Nursing students present research at national conference
A group of St. Olaf College nursing students recently presented their research at the National Student Nurses Association Annual Convention in Charlotte, North Carolina.
The students received funding to attend the convention from the St. Olaf Collaborative Undergraduate Research and Inquiry (CURI) program, which aims to provide opportunities for students of all academic disciplines to work closely with a faculty member in a research setting.
Sijia Wei ’14 presented research titled “The Influences of Globalization and Industrialization on the Emergence of Non-Communicable Diseases: A Look at China and the U.S.” Her project demonstrated the significant influence of globalization on the emergence of chronic diseases in developing countries and why developed countries need to play a role in controlling the epidemic.
Caitlin Owsley ’14 based her presentation, titled “Losing the Mind: An Analysis of Caregiver Burden with Alzheimer’s Disease,” on a research paper she wrote illustrating the responsibilities surrounding an Alzheimer’s diagnosis and the legislative initiatives aimed at easing those burdens.
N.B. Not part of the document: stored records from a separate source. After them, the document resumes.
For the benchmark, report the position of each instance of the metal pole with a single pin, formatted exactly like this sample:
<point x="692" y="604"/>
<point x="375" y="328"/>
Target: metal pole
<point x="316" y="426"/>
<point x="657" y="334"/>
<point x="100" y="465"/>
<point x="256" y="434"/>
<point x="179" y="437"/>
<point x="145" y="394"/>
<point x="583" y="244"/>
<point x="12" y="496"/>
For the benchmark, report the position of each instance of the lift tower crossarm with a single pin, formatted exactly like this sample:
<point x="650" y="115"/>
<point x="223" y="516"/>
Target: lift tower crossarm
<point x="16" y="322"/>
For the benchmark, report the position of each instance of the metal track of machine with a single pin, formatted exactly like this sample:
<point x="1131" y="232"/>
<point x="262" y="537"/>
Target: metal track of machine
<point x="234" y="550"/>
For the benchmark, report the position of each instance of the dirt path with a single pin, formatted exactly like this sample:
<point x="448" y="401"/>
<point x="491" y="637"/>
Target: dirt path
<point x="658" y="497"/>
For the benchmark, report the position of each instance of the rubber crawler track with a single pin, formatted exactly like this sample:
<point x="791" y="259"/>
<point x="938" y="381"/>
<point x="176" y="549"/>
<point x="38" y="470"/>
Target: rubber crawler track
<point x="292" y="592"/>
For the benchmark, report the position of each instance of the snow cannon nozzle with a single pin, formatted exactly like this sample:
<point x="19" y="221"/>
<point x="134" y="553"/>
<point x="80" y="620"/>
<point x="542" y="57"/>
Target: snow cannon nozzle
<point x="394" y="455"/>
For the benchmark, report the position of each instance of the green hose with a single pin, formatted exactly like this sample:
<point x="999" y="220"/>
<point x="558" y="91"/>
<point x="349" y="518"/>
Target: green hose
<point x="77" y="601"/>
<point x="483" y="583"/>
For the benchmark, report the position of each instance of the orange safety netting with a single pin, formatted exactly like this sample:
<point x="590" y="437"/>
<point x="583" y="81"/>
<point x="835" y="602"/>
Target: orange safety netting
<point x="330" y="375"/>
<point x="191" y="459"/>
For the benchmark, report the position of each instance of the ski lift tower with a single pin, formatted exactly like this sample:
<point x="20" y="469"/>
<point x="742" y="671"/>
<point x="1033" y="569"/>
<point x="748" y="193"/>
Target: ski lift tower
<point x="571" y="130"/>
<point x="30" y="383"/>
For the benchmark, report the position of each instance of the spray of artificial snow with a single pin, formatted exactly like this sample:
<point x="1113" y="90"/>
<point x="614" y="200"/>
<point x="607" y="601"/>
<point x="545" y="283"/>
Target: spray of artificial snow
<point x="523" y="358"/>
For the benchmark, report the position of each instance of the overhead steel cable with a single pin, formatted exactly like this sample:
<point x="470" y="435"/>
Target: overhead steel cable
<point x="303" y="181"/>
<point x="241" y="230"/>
Mandy Sirek ’13 focused on the increasing prevalence of diabetes diagnoses, specifically within immigrant populations. She examined the social determinants of health and their relationship to diabetes, and the potential need to modify the structural factors of society to address these issues.
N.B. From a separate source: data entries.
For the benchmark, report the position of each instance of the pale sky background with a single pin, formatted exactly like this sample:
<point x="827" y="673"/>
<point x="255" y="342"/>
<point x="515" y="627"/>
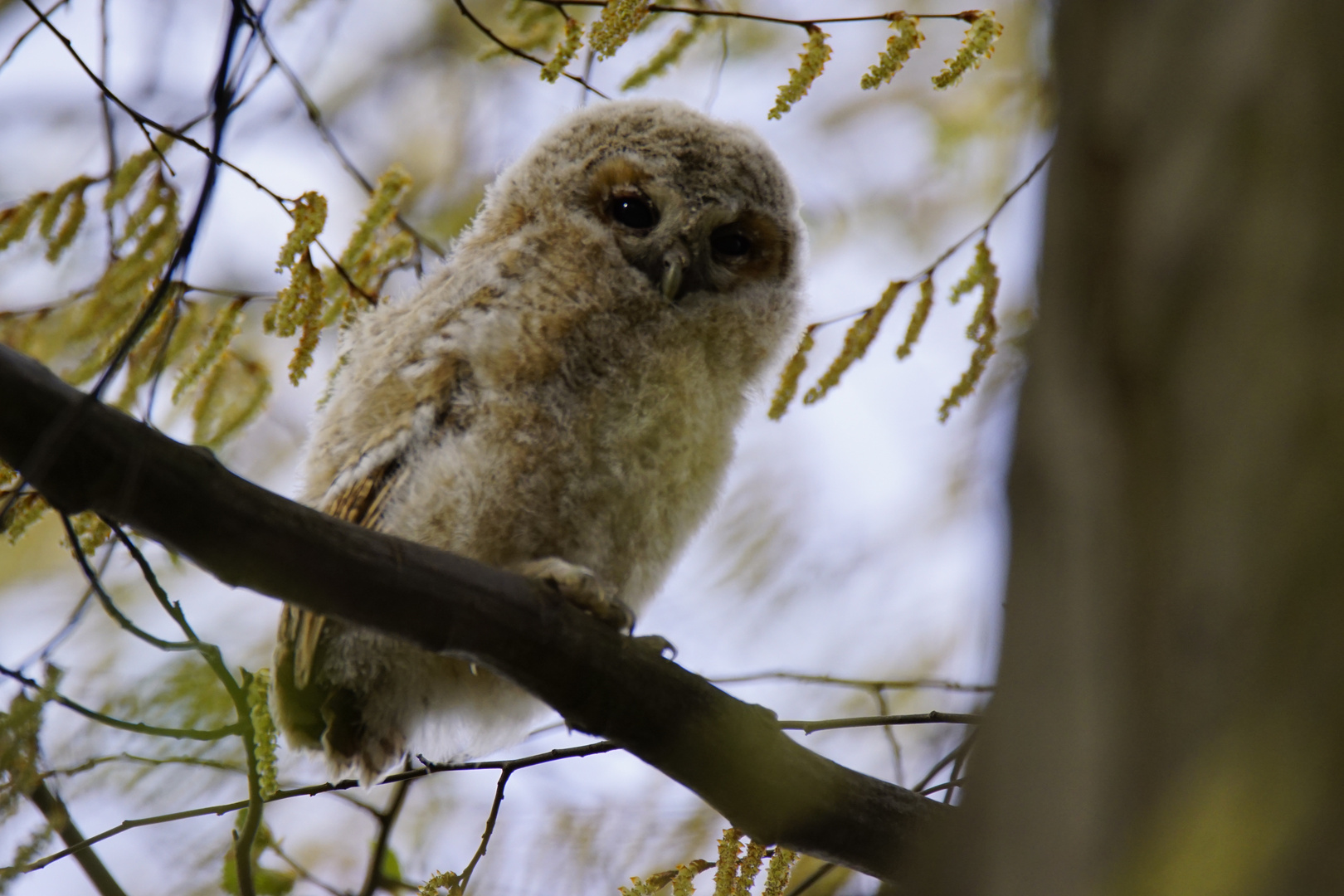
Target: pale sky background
<point x="856" y="538"/>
Kristina Haugen ’13 presented her research on obstructive sleep apnea, a medical condition that is underdiagnosed, especially in women and people of color. Haugen modeled her project on the goals of the government-supported Healthy People 2020 initiative.
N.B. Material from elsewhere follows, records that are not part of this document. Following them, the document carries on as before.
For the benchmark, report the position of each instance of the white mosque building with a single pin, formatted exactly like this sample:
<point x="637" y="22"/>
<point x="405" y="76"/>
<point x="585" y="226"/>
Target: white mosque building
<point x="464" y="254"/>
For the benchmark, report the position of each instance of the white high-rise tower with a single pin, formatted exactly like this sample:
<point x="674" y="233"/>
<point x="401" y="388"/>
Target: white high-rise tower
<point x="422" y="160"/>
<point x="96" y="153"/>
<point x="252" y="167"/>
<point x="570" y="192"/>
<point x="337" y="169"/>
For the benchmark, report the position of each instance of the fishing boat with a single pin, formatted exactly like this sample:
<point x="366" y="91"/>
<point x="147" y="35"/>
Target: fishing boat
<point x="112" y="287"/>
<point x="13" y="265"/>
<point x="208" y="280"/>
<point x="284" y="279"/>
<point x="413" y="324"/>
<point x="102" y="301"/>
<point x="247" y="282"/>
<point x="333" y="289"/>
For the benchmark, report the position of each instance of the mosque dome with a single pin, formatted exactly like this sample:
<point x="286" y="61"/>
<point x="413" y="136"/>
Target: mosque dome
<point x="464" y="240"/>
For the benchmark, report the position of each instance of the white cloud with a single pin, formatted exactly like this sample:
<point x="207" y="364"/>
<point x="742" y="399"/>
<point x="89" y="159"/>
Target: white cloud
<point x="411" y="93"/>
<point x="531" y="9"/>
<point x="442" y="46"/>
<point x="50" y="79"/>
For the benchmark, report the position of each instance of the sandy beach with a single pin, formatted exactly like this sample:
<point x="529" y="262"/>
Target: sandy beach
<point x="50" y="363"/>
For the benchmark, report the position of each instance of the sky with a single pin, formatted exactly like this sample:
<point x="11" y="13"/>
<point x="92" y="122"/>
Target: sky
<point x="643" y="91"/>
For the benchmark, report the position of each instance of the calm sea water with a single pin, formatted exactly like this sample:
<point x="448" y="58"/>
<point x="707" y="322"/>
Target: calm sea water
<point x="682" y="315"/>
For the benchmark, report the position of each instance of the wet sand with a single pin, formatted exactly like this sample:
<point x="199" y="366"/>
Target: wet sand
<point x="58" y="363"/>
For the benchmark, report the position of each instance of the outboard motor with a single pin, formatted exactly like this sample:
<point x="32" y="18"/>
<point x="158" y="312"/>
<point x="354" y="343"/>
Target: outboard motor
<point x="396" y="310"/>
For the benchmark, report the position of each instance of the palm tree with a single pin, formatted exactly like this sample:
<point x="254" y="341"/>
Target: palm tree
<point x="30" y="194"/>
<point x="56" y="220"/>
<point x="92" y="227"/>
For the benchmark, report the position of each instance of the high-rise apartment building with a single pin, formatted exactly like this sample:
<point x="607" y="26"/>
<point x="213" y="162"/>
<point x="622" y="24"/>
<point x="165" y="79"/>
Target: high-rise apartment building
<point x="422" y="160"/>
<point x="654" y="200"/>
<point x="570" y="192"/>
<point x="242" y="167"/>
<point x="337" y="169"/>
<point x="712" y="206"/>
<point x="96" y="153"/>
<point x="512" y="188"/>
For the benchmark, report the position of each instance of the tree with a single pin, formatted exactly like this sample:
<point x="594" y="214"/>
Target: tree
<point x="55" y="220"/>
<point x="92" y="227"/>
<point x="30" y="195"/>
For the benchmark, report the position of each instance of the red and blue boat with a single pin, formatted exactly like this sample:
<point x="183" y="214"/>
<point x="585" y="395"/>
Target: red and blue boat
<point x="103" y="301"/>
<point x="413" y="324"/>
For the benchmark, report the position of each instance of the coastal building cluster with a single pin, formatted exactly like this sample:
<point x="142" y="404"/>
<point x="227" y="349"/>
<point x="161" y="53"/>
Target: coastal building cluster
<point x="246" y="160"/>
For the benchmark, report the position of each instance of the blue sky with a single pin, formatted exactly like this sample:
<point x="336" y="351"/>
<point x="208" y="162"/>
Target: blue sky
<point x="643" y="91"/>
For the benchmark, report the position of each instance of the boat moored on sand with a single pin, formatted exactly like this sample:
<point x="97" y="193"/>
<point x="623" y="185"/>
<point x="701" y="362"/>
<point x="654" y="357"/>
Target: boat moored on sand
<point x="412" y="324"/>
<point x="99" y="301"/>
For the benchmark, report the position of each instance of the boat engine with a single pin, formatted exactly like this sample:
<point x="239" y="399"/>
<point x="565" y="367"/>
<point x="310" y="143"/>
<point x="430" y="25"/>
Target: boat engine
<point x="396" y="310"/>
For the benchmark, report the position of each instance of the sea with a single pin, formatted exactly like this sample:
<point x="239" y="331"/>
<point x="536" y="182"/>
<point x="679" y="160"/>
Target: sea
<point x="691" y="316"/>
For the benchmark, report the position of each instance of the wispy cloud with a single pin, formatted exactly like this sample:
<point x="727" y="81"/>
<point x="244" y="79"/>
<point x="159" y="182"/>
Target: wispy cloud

Juliette Gibes ’14 examined the sleep disorders associated with shift work in her presentation, titled “Catch 22: Does Shift Work Really Pay Off?” Her research focused on the impact that abnormal work hours have on people in a wide range of professions, including medical personnel, maritime workers, members of the police force, and truck drivers.
Haiyun Tang ’13 presented research focused on therapeutic hypothermia for cardiac arrest and brain injury survivors.
Claire Petchler ’14 says the experience of attending the convention furthered her own career aspirations. “I left the conference as a more curious and inspired student,” she says. “It was an invaluable part of my nursing education. It opened up my eyes to the huge variety of nursing careers and the opportunities nurses have to further the profession and help other people in all communities.”